The real criminal is not my hook but default_qsub_arguments!
Just doing “set server default_qsub_arguments = ‘-Wsandbox=PRIVATE’” causes pbs_server a segmentation fault.
This is 100% reproducible in my environment.
Once pbs_server starts crashing, there is no other way than “rm -rf $PBS_HOME” to unset default_qsub_arguments… that’s a big problem
The complete procedure for reproducing the problem is as follows:
$ cat /etc/redhat-release
CentOS release 6.6 (Final)
$ uname -a
Linux host01 3.14.26-1.el6.x86_64 #1 SMP Tue Dec 16 22:52:26 JST 2014 x86_64 x86_64 x86_64 GNU/Linux
$ sudo service pbs stop
$ sudo rm -rf /opt/pbs/ /var/spool/pbs/
$ git clone https://github.com/PBSPro/pbspro.git
$ cd pbspro
$ git show
commit b45690493a14402b6b7e10be89c5df093f1256d7
$ ./autogen.sh && ./configure --prefix=/opt/pbs
$ make && sudo make install
$ sudo service pbs start
Starting PBS
PBS Home directory /var/spool/pbs does not exist.

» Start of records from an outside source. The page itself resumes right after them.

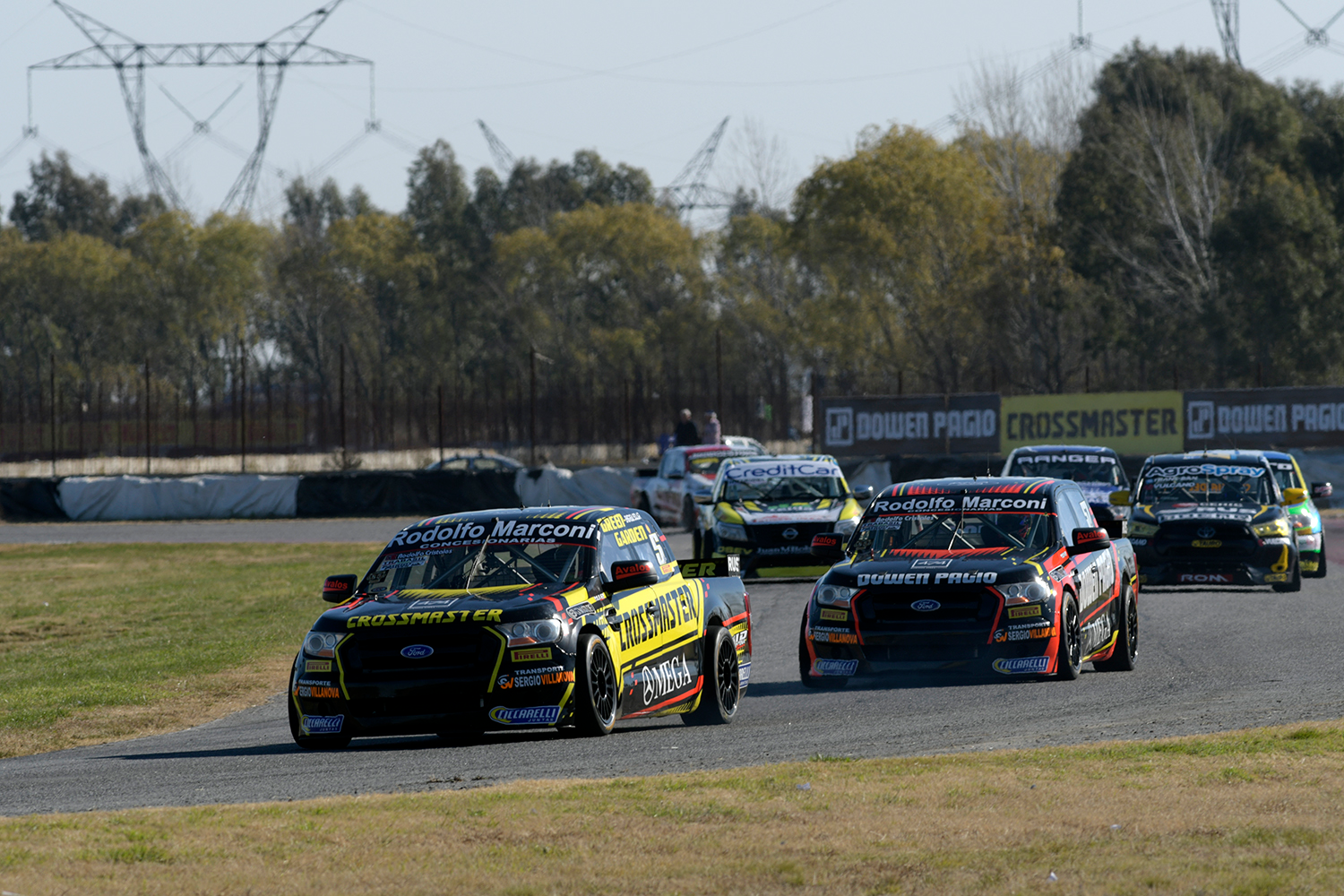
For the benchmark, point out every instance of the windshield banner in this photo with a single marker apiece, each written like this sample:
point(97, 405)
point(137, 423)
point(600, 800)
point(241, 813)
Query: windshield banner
point(911, 425)
point(1128, 422)
point(1265, 418)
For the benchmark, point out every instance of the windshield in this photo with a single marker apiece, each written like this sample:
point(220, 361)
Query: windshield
point(1285, 474)
point(503, 563)
point(1206, 484)
point(1080, 468)
point(782, 487)
point(706, 466)
point(954, 530)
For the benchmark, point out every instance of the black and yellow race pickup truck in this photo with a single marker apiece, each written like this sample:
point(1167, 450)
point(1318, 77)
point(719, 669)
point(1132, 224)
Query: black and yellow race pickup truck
point(548, 616)
point(1002, 576)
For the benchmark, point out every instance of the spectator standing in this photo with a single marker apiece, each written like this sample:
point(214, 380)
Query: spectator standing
point(685, 432)
point(712, 429)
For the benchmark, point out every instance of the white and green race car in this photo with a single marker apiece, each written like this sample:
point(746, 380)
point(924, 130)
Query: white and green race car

Running /opt/pbs/libexec/pbs_habitat to create it.
***
*** WARNING: PBS_HOME not found in /var/spool/pbs
*** PBS Installation Summary
***
*** Postinstall script called as follows:
*** /opt/pbs/libexec/pbs_postinstall server 17.1.0 /opt/pbs /var/spool/pbs '' sameconf
***
*** PBS_HOME is /var/spool/pbs
*** Setting TZ from /etc/sysconfig/clock
*** Creating new file /var/spool/pbs/pbs_environment
***
*** The PBS Pro server has been installed in /opt/pbs/sbin.

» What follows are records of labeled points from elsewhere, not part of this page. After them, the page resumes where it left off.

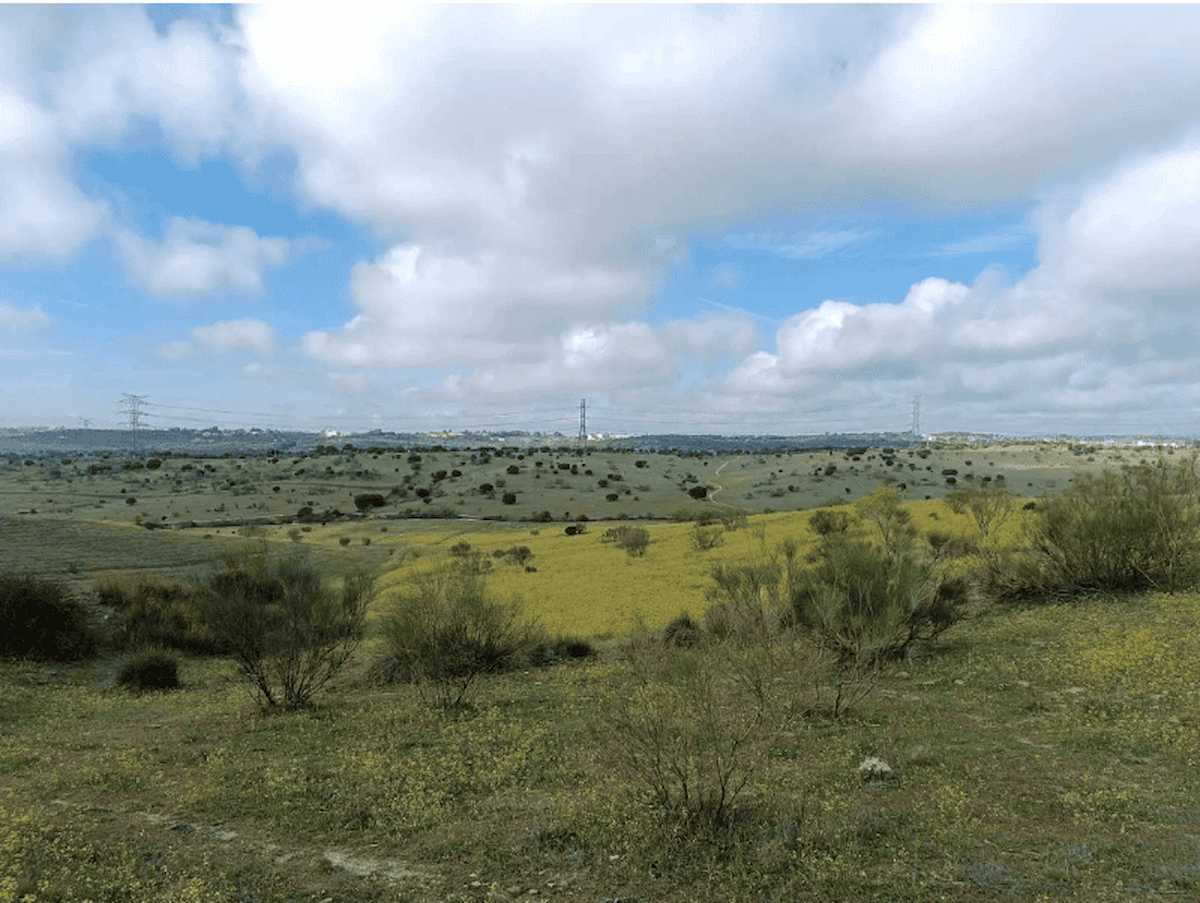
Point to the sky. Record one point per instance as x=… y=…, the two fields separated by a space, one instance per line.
x=702 y=219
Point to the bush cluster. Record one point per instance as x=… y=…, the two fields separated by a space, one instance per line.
x=43 y=620
x=1127 y=531
x=150 y=670
x=445 y=631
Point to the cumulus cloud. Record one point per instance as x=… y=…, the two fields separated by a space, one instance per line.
x=419 y=308
x=22 y=318
x=1103 y=323
x=237 y=335
x=72 y=81
x=197 y=257
x=247 y=336
x=537 y=172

*** The PBS Pro scheduler has been installed in /opt/pbs/sbin.
***
*** The PBS Pro communication agent has been installed in /opt/pbs/sbin.
***
*** The PBS Pro MOM has been installed in /opt/pbs/sbin.
***
*** The PBS commands have been installed in /opt/pbs/bin.
***
*** End of /opt/pbs/libexec/pbs_postinstall
*** Setting default queue and resource limits.
***
Connecting to PBS dataservice....connected to PBS dataservice@nlp-iax-00
*** End of /opt/pbs/libexec/pbs_habitat
Home directory /var/spool/pbs created.
PBS comm
/opt/pbs/sbin/pbs_comm ready (pid=11083), Proxy Name:nlp-iax-00:17001, Threads:4
PBS mom
Creating usage database for fairshare.
PBS sched
Connecting to PBS dataservice....connected to PBS dataservice@nlp-iax-00
Licenses valid for 10000000 Floating hosts
PBS server
$ sudo /opt/pbs/bin/qmgr -c "set server default_qsub_arguments = '-Wsandbox=PRIVATE'"

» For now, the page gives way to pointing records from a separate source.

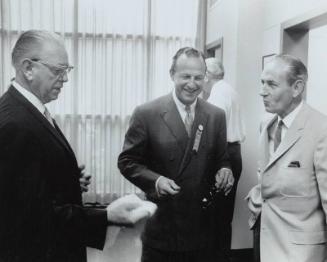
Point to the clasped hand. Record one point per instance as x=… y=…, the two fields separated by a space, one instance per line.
x=224 y=180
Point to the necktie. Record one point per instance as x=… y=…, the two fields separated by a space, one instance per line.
x=48 y=116
x=188 y=120
x=278 y=134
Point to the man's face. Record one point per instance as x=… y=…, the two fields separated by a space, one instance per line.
x=278 y=96
x=49 y=76
x=188 y=78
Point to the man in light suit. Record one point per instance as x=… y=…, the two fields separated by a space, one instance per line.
x=174 y=147
x=291 y=197
x=42 y=217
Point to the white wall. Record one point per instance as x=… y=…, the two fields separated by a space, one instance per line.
x=223 y=22
x=317 y=69
x=240 y=24
x=279 y=11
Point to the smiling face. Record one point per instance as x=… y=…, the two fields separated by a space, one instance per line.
x=188 y=78
x=47 y=84
x=279 y=97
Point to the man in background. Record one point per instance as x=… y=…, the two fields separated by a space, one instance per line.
x=176 y=145
x=42 y=216
x=219 y=93
x=290 y=200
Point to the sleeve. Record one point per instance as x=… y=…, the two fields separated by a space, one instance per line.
x=320 y=167
x=28 y=206
x=132 y=162
x=222 y=155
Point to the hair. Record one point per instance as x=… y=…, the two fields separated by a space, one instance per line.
x=189 y=52
x=296 y=69
x=30 y=43
x=215 y=67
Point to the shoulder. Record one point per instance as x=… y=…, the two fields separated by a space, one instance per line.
x=210 y=108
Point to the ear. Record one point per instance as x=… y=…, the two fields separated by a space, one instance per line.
x=298 y=87
x=27 y=69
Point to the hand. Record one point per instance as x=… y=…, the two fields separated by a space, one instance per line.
x=128 y=210
x=84 y=179
x=166 y=186
x=224 y=180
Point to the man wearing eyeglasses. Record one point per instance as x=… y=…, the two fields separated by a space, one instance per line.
x=42 y=217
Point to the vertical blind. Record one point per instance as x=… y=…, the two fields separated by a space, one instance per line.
x=121 y=51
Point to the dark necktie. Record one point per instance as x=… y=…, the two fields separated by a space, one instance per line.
x=188 y=120
x=48 y=116
x=278 y=134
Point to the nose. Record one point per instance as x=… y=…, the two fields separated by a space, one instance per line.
x=263 y=91
x=64 y=77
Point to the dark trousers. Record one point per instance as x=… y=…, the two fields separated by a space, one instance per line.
x=256 y=240
x=225 y=206
x=150 y=254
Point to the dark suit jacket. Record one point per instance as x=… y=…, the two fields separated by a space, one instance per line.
x=42 y=218
x=156 y=143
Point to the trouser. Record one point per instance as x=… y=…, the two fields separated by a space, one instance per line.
x=150 y=254
x=225 y=208
x=256 y=240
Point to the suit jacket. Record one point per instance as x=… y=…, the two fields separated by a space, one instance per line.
x=42 y=217
x=156 y=143
x=292 y=192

$ sudo service pbs restart
Restarting PBS
Stopping PBS
Shutting server down with qterm.
PBS server - was pid: 11412
PBS mom - was pid: 11106
PBS sched - was pid: 11109
PBS comm - was pid: 11083
Waiting for shutdown to complete
Starting PBS
PBS comm
/opt/pbs/sbin/pbs_comm ready (pid=12143), Proxy Name:nlp-iax-00:17001, Threads:4
PBS mom
Creating usage database for fairshare.
PBS sched
Connecting to PBS dataservice....connected to PBS dataservice@nlp-iax-00
/etc/init.d/pbs: line 282: 12190 Segmentation fault (core dumped) ${PBS_EXEC}/sbin/pbs_server
pbs_server startup failed, exit 139 aborting.
I’m happy to provide any logs etc. that helps debugging.
Thank you,